- What is meaning?
- Is how meaning constructed fair?
- Do artists need to justify their work?
Nicole Brydson begins the discussion by asking the broad question “what is meaning?” to gauge how the contributors will respond to the loaded question. The conversation gets in-depth right away as Ester Neff describes how meaning is relational and is something that has an affect or is affective. Victoria Valencia explains how meaning cannot exist without purpose which Ester rebuttals by discussing how purpose has a functionality and is a capitalist form of intention while meaning is related to a sensory experience and less functional. The conversation begins to take a turn toward the relationship between art and media. Mindy Abovitz decribes the broad term of media as a prepared message in a specific platform. We begin to discuss how meaning is mediated through the sources that create media. For instance, Eric Farber describes how media generators are controlled by a few small groups of people even though there is an illusion of democracy within this system.

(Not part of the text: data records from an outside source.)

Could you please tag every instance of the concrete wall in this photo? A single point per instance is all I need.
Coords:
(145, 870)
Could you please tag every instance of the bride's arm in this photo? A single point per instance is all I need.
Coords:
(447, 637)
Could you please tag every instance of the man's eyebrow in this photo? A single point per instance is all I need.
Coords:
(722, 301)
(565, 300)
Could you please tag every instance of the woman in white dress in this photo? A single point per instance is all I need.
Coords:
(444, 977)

We see how the messages we receive that translate into certain types of meanings for us can be manipulated and prepared in specific ways. We begin to talk about how this relates to artists creating work and the pressure from an audience to justify this work. Rae Goodman explains that she is happy to talk about her work with an audience but the communication is the work itself and the translation of it into words can never speak louder than the work. Eric Farber talks about how the audience may know more about the work than the artist does and having to justify the work sometimes becomes problematic if the artist is incorrect. He mentions that the intention that an artist had in preparation for the work can put them on a pedestal away from the audience.